Here’s the full article published by “Creator” about the creation process of new Flux Pavilion music video “Pull the Trigger”
Odds are, you’ve never wondered who makes those GIFs you use. Sometimes it feels like GIFs come out of nowhere: loops of pixels that are found growing naturally in fertile regions of the web like mushrooms, free to be picked and used by whoever finds them.
That freewheeling attitude seems to be what led to the unsolicited use of more than a dozen GIF artists’ work last summer to create a social media visual for the Flux Pavilion and NGHTMRE collaboration “Feel Your Love.” None of the artists were contacted, and none of their names or websites were credited. Needless to say, the creators weren’t thrilled.
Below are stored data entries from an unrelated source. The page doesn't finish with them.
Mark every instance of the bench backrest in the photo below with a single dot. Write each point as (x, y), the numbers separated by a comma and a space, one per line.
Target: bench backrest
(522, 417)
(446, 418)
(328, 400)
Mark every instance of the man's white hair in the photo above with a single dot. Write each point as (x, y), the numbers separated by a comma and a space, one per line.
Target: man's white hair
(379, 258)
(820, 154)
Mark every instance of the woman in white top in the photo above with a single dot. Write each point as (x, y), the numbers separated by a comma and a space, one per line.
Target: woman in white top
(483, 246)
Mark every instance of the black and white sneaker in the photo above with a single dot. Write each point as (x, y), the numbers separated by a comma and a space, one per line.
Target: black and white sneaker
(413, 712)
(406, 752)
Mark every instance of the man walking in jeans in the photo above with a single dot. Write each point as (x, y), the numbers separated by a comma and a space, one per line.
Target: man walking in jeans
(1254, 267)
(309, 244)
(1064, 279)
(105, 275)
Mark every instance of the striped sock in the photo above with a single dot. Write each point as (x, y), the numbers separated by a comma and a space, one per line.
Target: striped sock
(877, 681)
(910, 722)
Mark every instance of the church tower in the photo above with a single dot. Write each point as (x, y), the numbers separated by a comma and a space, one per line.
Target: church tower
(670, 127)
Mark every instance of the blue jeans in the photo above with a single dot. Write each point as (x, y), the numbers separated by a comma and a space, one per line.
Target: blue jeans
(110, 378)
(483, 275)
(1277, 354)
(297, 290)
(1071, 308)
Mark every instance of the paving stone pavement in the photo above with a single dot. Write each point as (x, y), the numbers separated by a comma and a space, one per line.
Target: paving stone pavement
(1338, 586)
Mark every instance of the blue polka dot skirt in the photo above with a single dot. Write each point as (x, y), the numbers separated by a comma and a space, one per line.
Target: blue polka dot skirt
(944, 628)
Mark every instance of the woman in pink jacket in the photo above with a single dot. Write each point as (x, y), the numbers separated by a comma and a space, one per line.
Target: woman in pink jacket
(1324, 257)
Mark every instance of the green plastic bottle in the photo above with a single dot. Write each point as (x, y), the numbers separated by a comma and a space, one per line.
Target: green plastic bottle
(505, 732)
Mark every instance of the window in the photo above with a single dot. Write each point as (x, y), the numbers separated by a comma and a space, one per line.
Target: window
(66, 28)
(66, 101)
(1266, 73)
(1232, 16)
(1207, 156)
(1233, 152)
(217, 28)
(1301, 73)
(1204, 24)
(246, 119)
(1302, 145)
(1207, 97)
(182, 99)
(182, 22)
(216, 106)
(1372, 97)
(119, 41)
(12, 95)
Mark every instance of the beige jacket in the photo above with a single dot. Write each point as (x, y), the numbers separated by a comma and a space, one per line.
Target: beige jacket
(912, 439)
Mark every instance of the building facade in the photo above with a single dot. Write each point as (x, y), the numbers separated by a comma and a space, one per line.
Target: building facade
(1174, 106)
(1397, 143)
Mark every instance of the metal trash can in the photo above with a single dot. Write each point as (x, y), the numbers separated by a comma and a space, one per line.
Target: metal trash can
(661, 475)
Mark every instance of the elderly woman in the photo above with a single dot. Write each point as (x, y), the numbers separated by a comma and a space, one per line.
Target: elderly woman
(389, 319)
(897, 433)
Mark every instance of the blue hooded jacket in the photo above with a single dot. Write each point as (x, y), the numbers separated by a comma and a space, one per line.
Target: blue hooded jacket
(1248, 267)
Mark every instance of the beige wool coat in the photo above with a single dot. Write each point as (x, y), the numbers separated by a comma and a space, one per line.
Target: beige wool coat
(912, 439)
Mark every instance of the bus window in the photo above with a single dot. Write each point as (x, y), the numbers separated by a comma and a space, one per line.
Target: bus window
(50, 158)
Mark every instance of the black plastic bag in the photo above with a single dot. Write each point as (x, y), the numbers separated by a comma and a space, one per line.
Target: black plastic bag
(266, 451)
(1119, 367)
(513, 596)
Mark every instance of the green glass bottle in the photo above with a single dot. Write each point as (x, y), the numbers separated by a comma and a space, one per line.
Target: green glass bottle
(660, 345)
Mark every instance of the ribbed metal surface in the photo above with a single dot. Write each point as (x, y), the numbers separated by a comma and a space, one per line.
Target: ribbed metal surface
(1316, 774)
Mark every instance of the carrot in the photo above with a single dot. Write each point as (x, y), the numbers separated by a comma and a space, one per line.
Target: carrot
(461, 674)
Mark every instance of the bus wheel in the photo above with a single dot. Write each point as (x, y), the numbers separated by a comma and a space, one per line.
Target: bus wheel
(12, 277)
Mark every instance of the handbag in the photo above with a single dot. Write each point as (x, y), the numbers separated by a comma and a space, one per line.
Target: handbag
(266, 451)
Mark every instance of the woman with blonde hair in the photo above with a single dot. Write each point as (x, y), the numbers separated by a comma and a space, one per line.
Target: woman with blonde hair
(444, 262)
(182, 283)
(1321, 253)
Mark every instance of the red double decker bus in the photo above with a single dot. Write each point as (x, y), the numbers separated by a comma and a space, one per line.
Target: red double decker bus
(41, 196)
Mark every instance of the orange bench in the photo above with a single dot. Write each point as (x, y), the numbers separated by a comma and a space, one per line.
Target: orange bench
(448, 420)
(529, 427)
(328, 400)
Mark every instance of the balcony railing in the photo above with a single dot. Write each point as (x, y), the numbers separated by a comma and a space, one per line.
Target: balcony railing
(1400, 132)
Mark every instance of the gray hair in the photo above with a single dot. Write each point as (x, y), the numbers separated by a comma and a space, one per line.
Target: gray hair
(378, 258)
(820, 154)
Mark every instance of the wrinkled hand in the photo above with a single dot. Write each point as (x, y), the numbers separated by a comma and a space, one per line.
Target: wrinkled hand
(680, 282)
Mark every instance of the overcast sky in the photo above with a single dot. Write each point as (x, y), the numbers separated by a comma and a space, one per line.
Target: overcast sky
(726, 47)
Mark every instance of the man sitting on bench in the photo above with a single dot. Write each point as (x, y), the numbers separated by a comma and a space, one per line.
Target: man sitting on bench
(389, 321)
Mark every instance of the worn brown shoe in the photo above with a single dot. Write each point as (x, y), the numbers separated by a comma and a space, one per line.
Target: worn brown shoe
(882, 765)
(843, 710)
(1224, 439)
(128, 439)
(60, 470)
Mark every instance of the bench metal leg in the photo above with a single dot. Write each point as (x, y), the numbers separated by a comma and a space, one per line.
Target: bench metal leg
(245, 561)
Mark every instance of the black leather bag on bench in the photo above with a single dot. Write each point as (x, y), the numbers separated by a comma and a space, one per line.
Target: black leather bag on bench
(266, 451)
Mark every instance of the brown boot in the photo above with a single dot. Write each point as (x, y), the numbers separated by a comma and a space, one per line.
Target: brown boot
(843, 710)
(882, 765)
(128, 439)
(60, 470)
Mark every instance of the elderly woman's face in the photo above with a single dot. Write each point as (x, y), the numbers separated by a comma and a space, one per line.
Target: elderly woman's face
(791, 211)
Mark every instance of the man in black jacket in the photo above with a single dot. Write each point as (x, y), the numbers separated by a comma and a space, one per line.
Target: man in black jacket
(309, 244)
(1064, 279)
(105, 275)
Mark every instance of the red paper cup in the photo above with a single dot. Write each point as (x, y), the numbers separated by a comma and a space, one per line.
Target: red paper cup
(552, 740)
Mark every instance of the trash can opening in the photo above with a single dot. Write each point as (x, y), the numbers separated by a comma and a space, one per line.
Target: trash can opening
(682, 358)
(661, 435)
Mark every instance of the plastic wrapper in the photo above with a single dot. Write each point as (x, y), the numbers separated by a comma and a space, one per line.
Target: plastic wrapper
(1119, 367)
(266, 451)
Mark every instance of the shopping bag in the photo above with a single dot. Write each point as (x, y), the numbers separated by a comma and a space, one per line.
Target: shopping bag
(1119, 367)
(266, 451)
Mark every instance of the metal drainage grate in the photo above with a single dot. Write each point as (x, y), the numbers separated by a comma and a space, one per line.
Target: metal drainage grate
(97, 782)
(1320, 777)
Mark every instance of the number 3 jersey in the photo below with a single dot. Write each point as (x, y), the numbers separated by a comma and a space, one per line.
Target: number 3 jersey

GIF artist Kyttenjanae accused those involved of ripping off her work, as well as that of the other artists featured in the visual. Flux Pavilion, aka Joshua Steele, and his label Circus Records responded quickly, first providing credit to the artists and later taking down the video per the artists’ request. “Quite quickly, we realized that something had gone wrong, as a team and as a project,” says Steele. “We jumped in as soon as possible to connect with the artists and make it clear that we were all upset by the situation and were keen to work with them and make it right.”
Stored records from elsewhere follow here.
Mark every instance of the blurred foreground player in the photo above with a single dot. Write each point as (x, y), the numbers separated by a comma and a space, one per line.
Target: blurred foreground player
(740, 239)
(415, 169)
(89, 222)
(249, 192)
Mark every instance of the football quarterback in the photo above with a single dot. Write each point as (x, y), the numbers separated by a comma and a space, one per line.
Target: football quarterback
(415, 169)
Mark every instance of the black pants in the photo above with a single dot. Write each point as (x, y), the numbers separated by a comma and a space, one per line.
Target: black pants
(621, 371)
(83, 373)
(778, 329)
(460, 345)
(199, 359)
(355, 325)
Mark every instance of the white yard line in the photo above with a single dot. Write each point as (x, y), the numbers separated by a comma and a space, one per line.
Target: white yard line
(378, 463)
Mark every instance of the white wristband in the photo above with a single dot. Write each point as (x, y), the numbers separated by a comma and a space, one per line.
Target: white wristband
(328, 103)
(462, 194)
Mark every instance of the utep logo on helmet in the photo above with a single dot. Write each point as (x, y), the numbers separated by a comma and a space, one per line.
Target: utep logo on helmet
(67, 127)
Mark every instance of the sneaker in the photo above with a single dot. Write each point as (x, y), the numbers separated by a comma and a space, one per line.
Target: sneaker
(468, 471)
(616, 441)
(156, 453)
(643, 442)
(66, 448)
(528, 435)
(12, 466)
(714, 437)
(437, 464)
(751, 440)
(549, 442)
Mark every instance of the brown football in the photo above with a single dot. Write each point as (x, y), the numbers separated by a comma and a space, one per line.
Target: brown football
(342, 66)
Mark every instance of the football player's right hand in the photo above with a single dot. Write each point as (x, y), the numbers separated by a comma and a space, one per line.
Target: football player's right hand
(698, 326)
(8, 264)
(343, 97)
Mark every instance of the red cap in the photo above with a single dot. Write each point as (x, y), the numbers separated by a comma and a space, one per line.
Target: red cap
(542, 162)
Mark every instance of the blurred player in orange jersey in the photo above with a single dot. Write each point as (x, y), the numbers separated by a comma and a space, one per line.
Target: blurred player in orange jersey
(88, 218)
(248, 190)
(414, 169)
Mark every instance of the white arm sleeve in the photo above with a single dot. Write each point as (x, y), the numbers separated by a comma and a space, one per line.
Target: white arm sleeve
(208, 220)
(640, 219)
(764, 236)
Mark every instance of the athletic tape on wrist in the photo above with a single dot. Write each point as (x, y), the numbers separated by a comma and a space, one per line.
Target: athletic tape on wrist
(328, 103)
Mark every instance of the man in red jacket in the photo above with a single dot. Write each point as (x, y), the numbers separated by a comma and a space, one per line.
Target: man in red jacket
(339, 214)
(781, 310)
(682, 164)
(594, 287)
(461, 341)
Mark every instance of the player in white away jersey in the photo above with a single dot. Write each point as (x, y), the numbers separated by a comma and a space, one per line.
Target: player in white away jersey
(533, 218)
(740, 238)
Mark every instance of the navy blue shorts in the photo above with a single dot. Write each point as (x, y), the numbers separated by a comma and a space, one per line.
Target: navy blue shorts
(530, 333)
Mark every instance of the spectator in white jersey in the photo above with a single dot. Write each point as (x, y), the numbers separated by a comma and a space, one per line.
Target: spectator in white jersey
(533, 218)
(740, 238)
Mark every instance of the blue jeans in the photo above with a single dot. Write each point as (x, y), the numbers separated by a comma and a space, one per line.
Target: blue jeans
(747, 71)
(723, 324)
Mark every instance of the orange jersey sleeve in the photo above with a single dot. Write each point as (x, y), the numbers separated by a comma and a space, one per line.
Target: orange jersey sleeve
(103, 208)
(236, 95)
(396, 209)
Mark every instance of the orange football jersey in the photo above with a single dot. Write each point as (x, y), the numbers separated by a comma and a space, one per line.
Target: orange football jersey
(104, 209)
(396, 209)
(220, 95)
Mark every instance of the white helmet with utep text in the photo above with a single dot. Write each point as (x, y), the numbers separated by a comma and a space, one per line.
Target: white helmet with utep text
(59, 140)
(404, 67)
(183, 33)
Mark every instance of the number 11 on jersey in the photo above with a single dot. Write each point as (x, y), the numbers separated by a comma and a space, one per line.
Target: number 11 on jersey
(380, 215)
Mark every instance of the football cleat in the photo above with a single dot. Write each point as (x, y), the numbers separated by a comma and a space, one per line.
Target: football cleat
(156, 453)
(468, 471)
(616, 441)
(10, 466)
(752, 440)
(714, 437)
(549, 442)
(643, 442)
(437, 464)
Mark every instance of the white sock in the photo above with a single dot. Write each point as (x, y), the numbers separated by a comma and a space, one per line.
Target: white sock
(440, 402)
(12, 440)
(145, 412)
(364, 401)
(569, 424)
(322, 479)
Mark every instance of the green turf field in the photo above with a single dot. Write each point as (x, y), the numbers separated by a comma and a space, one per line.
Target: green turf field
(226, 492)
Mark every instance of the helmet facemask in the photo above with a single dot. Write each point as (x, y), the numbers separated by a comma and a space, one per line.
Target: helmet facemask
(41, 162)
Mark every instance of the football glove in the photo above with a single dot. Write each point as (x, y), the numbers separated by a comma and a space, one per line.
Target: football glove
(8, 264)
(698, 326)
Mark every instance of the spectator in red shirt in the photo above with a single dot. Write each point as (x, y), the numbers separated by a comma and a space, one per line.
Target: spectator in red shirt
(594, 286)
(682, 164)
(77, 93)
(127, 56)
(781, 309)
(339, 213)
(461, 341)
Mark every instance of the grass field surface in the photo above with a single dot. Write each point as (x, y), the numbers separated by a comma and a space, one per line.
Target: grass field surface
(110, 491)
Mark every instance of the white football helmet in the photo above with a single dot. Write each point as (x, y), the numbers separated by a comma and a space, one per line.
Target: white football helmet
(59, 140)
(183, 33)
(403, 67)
Afterwards Jonah Nigro, aka Popsicle Illusion, approached Circus Records with a proposition for another music video, contracting GIF artists to create original work for a new song. Many of the original artists signed on to the new project.
What started as controversy is now the new Flux Pavilion music video for the track “Pull The Trigger,” directed by Popsicle Illusion.
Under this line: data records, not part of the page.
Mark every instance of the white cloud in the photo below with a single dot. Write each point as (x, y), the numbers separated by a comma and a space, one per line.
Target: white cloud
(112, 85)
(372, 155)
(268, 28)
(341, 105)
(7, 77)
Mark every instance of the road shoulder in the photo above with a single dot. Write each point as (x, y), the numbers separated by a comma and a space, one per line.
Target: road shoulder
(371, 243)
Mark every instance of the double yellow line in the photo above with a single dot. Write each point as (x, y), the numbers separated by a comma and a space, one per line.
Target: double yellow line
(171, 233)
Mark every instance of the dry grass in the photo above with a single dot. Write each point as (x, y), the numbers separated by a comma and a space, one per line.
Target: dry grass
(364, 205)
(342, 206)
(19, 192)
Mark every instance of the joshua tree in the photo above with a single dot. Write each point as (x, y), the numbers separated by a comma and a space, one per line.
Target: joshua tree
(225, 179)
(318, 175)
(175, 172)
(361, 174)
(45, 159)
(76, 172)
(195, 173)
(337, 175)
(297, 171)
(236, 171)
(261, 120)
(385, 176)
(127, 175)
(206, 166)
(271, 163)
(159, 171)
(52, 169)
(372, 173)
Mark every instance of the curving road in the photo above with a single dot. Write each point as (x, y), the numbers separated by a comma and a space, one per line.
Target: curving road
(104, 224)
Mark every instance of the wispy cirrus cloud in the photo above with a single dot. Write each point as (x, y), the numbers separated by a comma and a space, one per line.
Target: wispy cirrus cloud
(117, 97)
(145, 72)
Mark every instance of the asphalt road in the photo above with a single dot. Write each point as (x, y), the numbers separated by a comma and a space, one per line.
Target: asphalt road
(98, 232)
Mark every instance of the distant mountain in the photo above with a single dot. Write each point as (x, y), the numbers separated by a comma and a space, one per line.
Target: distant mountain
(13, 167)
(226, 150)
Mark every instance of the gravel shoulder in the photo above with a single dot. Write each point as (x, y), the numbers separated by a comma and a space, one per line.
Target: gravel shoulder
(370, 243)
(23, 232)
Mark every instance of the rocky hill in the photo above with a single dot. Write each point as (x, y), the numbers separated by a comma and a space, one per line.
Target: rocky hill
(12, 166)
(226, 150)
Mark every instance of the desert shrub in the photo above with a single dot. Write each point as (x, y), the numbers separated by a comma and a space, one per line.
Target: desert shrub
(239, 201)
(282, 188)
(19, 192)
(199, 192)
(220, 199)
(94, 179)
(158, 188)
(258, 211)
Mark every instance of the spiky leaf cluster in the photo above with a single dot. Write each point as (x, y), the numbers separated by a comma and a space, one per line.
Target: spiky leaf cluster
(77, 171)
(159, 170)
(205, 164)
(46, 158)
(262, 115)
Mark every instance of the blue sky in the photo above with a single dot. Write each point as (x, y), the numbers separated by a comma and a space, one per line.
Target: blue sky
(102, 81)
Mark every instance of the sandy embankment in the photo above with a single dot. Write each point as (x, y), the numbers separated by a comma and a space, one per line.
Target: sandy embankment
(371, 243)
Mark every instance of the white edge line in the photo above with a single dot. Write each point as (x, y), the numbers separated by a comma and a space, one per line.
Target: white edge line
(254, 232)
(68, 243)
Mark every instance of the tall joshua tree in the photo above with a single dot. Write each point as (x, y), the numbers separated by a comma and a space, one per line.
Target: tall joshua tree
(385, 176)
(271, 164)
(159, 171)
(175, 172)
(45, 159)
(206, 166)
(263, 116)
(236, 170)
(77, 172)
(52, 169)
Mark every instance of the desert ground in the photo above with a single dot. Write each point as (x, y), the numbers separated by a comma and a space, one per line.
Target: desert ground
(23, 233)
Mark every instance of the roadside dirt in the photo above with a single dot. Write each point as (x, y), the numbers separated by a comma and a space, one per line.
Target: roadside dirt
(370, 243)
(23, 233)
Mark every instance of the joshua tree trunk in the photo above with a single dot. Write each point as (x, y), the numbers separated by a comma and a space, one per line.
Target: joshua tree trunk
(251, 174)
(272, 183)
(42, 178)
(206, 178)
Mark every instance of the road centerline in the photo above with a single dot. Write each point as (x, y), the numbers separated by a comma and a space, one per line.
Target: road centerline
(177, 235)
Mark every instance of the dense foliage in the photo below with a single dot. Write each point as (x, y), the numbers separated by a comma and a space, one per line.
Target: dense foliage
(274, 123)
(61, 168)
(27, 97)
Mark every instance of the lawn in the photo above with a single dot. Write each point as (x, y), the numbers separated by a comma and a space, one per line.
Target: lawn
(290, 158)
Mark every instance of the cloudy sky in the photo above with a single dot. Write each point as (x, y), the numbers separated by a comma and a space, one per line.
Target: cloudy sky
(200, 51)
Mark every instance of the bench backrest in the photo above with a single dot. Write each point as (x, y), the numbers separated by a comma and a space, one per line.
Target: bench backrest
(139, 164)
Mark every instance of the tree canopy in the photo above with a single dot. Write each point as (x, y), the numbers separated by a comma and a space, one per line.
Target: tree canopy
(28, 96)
The video is intended to be the origin story of Steele’s new stage look for his ambitious Flux Pavilion tour, Around The World in 80 Raves. It follows his digital avatar as he navigates mineral eruptions created by Portuguese duo FalcaoLucasand Pi-Slices, black and taffy mannequins by Matt Corbin, polygonal mandalas by Hexeosis and Luis Aretuo, and rainbow-tinged psychedelics by Popsicle Illusion.
“I’m really happy with the result,” says Steele. “The artists were amazing to work with and it’s been a joy to watch their work grow around mine.”
ll in all, this incident of copyright infringement turned out in the best possible way. Circus Records and Steele were both gracious in the way they handled the situation. “It was a collective error from all involved,” says Andrew Neill of Circus Records. “We all learned some lessons with this.” But other cases of infringement don’t always turn out so rosy. In 2015, Diplo faced similar charges of appropriating Rebecca Mock’s GIF art. And artist Max Hattler sued Bass Nectar for using his work during their concerts.
“Most internet artists who start gaining recognition experience this,” Illusion says. “I’ve found my work used by businesses on their social medias, as album artwork, in video edits for musicians, as well as the odd Facebook ad.”
To a certain degree, this problem comes with the territory. GIF animators work in a medium that co-evolved with a culture of rapid internet sharing. The same forces that propagate these artists’ work can also cause the artists themselves to fall into anonymity, unless they speak out.